Specifically, an individual customer of a bank is allowed to open a personal checking account online with that bank with the application of four steps, (1) the collection of information concerning the application for checking account opening, (2) the check of that information, (3) examination, and (4) verification of the customer identification information. For the purposes of eKYC, the customer can send an application enclosed with documents directly or by post or by other electronic means to the bank.

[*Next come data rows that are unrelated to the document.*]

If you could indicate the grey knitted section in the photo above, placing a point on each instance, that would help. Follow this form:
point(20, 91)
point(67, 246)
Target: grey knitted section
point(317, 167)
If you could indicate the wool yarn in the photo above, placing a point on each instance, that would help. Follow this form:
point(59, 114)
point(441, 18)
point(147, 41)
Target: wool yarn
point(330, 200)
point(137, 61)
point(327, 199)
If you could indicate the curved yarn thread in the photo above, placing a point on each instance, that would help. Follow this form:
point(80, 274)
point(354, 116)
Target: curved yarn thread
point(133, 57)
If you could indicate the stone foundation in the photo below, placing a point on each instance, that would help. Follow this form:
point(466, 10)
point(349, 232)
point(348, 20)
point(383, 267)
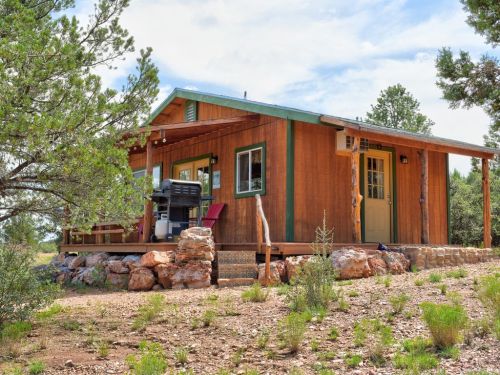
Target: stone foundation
point(424, 257)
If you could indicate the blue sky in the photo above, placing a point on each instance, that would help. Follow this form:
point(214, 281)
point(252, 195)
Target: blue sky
point(331, 57)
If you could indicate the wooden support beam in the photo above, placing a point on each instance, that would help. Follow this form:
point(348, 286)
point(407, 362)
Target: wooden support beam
point(148, 205)
point(424, 195)
point(356, 196)
point(486, 203)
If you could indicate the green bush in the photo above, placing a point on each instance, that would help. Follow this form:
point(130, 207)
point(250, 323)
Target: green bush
point(22, 290)
point(152, 360)
point(255, 294)
point(312, 287)
point(444, 322)
point(291, 331)
point(398, 302)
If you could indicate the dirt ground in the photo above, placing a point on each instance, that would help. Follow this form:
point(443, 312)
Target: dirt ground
point(230, 343)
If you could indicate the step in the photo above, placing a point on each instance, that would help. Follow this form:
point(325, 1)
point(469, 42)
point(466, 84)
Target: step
point(242, 281)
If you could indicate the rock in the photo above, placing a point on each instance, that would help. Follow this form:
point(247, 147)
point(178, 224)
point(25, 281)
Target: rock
point(276, 266)
point(141, 278)
point(96, 259)
point(397, 263)
point(94, 276)
point(377, 264)
point(350, 263)
point(165, 273)
point(193, 275)
point(292, 264)
point(117, 266)
point(76, 262)
point(153, 258)
point(117, 280)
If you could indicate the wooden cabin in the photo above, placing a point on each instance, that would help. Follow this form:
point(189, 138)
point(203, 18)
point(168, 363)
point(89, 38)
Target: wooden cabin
point(375, 184)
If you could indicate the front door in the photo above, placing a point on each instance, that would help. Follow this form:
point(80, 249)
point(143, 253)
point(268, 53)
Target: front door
point(377, 196)
point(196, 170)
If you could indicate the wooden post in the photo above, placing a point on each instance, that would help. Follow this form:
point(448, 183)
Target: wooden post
point(486, 203)
point(148, 205)
point(424, 195)
point(263, 222)
point(356, 196)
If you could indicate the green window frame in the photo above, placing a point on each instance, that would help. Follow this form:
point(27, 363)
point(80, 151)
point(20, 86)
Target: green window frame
point(157, 174)
point(253, 188)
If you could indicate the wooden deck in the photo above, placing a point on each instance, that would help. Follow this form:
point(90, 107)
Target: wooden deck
point(278, 248)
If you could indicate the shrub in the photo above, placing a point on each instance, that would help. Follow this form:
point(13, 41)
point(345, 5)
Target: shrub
point(154, 305)
point(312, 288)
point(181, 355)
point(152, 360)
point(22, 290)
point(352, 360)
point(36, 367)
point(255, 294)
point(291, 331)
point(435, 278)
point(444, 322)
point(457, 274)
point(375, 336)
point(398, 302)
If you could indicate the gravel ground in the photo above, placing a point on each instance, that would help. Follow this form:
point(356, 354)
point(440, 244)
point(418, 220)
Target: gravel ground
point(97, 316)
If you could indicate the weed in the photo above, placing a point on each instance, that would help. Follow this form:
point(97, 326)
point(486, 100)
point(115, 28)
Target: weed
point(398, 302)
point(255, 294)
point(181, 355)
point(291, 331)
point(150, 310)
point(443, 288)
point(419, 282)
point(435, 278)
point(353, 360)
point(152, 360)
point(208, 317)
point(444, 322)
point(457, 274)
point(263, 339)
point(36, 367)
point(333, 335)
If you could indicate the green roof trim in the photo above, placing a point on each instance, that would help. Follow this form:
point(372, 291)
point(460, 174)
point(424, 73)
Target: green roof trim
point(242, 104)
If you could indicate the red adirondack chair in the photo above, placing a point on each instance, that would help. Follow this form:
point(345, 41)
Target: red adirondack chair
point(214, 211)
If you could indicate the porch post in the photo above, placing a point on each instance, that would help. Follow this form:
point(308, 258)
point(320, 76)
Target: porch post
point(486, 203)
point(355, 192)
point(148, 205)
point(424, 195)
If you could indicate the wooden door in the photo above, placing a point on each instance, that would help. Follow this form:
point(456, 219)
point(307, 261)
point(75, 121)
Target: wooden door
point(377, 196)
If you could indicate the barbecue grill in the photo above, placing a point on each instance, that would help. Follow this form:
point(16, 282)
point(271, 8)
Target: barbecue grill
point(174, 200)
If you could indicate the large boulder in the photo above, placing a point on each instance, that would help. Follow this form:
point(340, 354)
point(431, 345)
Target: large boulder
point(165, 274)
point(76, 262)
point(397, 263)
point(117, 266)
point(350, 263)
point(153, 258)
point(118, 281)
point(141, 278)
point(96, 259)
point(194, 274)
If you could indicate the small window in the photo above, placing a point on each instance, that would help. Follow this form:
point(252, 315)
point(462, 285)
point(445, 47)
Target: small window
point(191, 111)
point(250, 170)
point(156, 175)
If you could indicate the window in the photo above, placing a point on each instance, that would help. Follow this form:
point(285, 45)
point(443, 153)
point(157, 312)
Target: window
point(156, 175)
point(375, 178)
point(191, 111)
point(250, 170)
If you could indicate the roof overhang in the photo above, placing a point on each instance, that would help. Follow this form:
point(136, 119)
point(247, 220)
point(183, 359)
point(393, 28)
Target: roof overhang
point(404, 138)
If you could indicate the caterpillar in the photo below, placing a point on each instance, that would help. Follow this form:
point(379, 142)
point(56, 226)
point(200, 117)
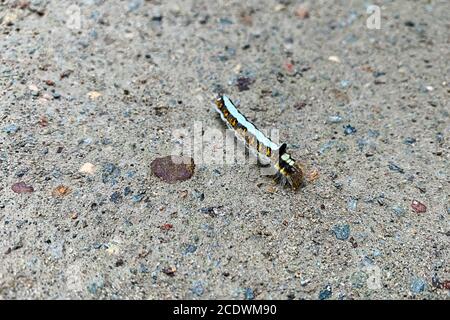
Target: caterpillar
point(287, 169)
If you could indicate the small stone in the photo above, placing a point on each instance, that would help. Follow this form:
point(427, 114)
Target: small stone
point(243, 83)
point(60, 191)
point(127, 191)
point(65, 74)
point(133, 5)
point(34, 89)
point(198, 195)
point(399, 211)
point(170, 271)
point(93, 95)
point(334, 59)
point(302, 12)
point(335, 119)
point(173, 168)
point(116, 197)
point(279, 7)
point(88, 168)
point(409, 140)
point(249, 294)
point(197, 288)
point(326, 293)
point(341, 231)
point(12, 128)
point(417, 285)
point(9, 19)
point(22, 187)
point(138, 197)
point(352, 204)
point(348, 129)
point(418, 207)
point(378, 74)
point(110, 173)
point(190, 248)
point(344, 83)
point(166, 226)
point(396, 168)
point(358, 279)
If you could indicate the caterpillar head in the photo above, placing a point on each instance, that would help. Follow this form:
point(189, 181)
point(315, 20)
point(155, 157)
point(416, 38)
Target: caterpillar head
point(288, 170)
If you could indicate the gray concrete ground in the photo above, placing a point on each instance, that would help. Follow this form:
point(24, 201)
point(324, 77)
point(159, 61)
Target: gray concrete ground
point(101, 85)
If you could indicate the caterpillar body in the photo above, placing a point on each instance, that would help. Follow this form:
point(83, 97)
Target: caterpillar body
point(288, 170)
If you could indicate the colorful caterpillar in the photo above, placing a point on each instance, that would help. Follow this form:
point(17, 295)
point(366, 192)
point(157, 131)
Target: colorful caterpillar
point(288, 170)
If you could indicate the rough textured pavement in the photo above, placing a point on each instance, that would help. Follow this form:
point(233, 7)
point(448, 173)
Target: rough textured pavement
point(100, 86)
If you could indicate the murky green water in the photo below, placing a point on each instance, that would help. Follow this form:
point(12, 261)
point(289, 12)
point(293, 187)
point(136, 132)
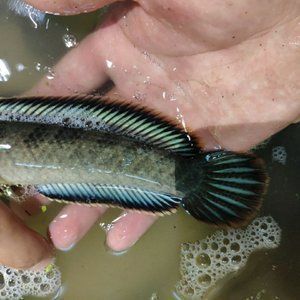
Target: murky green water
point(152, 265)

A bank is entitled to decide, at its sole discretion, measures, methods and technology to identify and verify the customer for the purpose of opening a checking account online, provided that they satisfy the following minimum requirements:
- The bank must adopt solutions/technologies for collecting, checking and verifying to ensure the match between a client’s identity and biometric data (including biological factors/characteristics that are specifically used to identify a person, cannot be forged, and are rarely matched with those of another person such as fingerprints, face, iris, voice and other biometric factors) and corresponding information and biometric data on the client’s identity papers or personal identity data certified by competent authorities or other credit institutions or electronic certification and identification service providers;
- The bank must adopt technical methods for certifying the identified client’s consent to contents of the agreement on opening and use of the checking account;
- The bank must formulate procedures for risk management, control and assessment that include measures for preventing acts of impersonating, intervening, correcting or falsifying the verification of a client’s identity before, during and after the checking account opening, and measures for checking and verifying a client’s identity to make sure that transactions made via a checking account opened online are made by the holder of that checking account. Where any risks or differences between identity and biometric factors of a client or any suspicious transactions, as prescribed in the Anti-Money Laundering Law, are detected during the use of a checking account, the bank or foreign bank branch must promptly refuse or suspend transactions, block or freeze that checking account, and re-verify the client’s identity. Procedures for risk management and control must be regularly reviewed and adjusted based on information/data updated during the provision of services; and
- The bank must adequately store and manage information/data used for identifying clients during their opening and use of checking accounts in chronological order, including: client’s identity and biometric factors, sounds, images, videos and recordings, telephone number used when making transaction, and transaction log. Information/data must be stored safely, kept confidential, backed up and have its adequacy and integrity ensured to serve the inspection, examination and solving of trace requests, complaints and disputes, and provide information at the request of competent authorities. Storage period shall comply with the Anti-Money Laundering Law.